Housing - Affordable & Safe: Housing makes a significant difference in our health, education and employment. Wages of working people are not keeping up with housing costs – for renting or home buying. Minnesota housing agencies need to continue working to address shortages and rewarding communities that maximize public-private partnerships (businesses, agencies, nonprofits etc.). All housing projects, renovations or new construction, should incorporate energy saving features to keep housing more affordable by reducing energy costs. Proximity to schools, shopping, health care, jobs and transportation should be considered as well.
Retail: The loss of large retail in this area is having an impact. This is an opportunity to support our small, local businesses and explore ways to cover the gap left by larger ones that left the area. We can do this by looking at tax credits for small business operators, reducing health care costs for small employers, and promoting downtown revitalization efforts across the district.

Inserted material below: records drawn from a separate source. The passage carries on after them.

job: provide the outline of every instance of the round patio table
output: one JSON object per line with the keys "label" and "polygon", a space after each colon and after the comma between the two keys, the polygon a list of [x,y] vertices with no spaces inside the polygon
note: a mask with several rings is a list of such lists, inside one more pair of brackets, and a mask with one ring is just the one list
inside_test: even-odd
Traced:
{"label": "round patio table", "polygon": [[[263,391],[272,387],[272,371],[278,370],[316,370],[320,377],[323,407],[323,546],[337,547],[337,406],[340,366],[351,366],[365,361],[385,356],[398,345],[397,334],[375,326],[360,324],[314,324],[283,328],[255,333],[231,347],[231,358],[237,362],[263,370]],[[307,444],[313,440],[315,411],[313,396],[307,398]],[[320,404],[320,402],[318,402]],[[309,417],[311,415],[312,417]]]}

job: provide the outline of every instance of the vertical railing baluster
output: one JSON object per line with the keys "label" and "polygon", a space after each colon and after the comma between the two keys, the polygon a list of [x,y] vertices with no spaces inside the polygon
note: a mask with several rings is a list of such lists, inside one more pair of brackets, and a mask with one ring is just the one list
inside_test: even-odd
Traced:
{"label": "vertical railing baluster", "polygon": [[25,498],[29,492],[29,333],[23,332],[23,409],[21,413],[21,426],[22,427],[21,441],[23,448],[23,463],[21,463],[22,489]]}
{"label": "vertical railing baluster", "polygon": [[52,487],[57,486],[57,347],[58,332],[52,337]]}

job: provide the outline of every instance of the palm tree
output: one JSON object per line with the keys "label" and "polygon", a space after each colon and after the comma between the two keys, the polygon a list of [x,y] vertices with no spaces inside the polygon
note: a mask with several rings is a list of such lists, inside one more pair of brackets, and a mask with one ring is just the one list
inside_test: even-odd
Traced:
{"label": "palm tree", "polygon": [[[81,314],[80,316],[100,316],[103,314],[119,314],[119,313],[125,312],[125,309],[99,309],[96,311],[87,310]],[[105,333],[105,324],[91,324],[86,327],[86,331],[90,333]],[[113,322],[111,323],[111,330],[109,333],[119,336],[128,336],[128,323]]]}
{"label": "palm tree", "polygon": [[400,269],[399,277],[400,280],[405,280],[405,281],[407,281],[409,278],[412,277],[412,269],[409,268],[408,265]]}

Transportation: The tradition of going around and around on transportation funding has been a colossal failure. It is time to work together and develop a long-term, sustainable solution to the transportation needs across the entire state.
Old and poorly maintained roads are costing Minnesotans $1.2 billion a year in extra vehicle repairs. Minnesota businesses, including those in rural Minnesota, are spending $232 million on freight transportation due to traffic congestion.
Smooth roads and safe bridges are NOT partisan issues but affect all of us—directly or indirectly. It’s time for a real solution, not shifting from the general fund or occasionally taking baby steps as part of a bonding bill. We need to adopt a responsible, comprehensive transportation plan that identifies a stable, ongoing income stream.
Water Quality: Healthy lakes and rivers are vital to tourism, fishing and boating in our communities. They also impact real estate values and property tax revenue. It seems obvious that it is more effective and less expensive to protect our water, a crucial Minnesota resource for all of us, rather than to correct impairments. Resisting a comprehensive plan that ensures clean, clear waterways is detrimental to our economy and our treasured way of life. That’s why we need to bring all stakeholders together and work out a plan that is financially responsible, protects our water quality and benefits all of us.